Answer:
The zeroes of this polynomial are [tex]x_{1} \approx 0.847[/tex] and [tex]x_{2} \approx -1.180[/tex].
Step-by-step explanation:
Let [tex]3\cdot x^{2}+x - 3 = 0[/tex], the quickest and most efficient approach to find the zeroes of this second order polynomial is by Quadratic Formula. For all [tex]a\cdot x^{2}+b\cdot x + c = 0[/tex], roots are determined by:
[tex]x_{1,2} = \frac{-b\pm \sqrt{b^{2}-4\cdot a\cdot c}}{2\cdot a}[/tex] (1)

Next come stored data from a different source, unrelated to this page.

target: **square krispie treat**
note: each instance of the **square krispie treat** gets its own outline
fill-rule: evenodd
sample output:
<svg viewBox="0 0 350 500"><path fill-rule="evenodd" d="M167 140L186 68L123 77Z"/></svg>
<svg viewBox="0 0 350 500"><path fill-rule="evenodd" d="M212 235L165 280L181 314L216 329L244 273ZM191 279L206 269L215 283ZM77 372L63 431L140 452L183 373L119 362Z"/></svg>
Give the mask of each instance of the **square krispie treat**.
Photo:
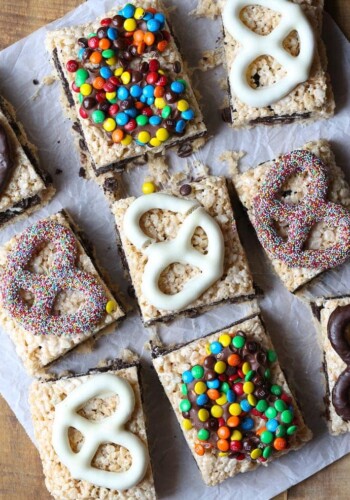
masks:
<svg viewBox="0 0 350 500"><path fill-rule="evenodd" d="M68 215L0 248L0 324L31 373L112 326L124 312Z"/></svg>
<svg viewBox="0 0 350 500"><path fill-rule="evenodd" d="M206 134L162 3L120 7L47 38L64 107L96 175L169 147L188 153Z"/></svg>
<svg viewBox="0 0 350 500"><path fill-rule="evenodd" d="M170 351L155 347L153 357L206 484L311 439L259 316Z"/></svg>
<svg viewBox="0 0 350 500"><path fill-rule="evenodd" d="M43 207L54 193L14 108L0 96L0 229Z"/></svg>
<svg viewBox="0 0 350 500"><path fill-rule="evenodd" d="M323 0L226 0L222 12L235 128L334 114L321 40Z"/></svg>
<svg viewBox="0 0 350 500"><path fill-rule="evenodd" d="M271 263L291 292L350 256L350 191L327 141L307 143L233 182Z"/></svg>
<svg viewBox="0 0 350 500"><path fill-rule="evenodd" d="M311 304L323 350L326 420L333 435L350 431L350 296Z"/></svg>
<svg viewBox="0 0 350 500"><path fill-rule="evenodd" d="M112 212L145 325L254 296L224 178L174 183Z"/></svg>
<svg viewBox="0 0 350 500"><path fill-rule="evenodd" d="M35 381L29 402L45 482L57 500L155 499L138 366Z"/></svg>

Where [tex]a[/tex], [tex]b[/tex], [tex]c[/tex] are coefficients of the polynomial.
If we know that [tex]a = 3[/tex], [tex]b = 1[/tex] and [tex]c = -3[/tex], then roots of the polynomial are, respectively:
[tex]x_{1,2} = \frac{-1\pm\sqrt{1^{2}-4\cdot (3)\cdot (-3)}}{2\cdot (3)}[/tex]
[tex]x_{1,2} =\frac{-1\pm \sqrt{37}}{6}[/tex]
The zeroes of this polynomial are [tex]x_{1} \approx 0.847[/tex] and [tex]x_{2} \approx -1.180[/tex].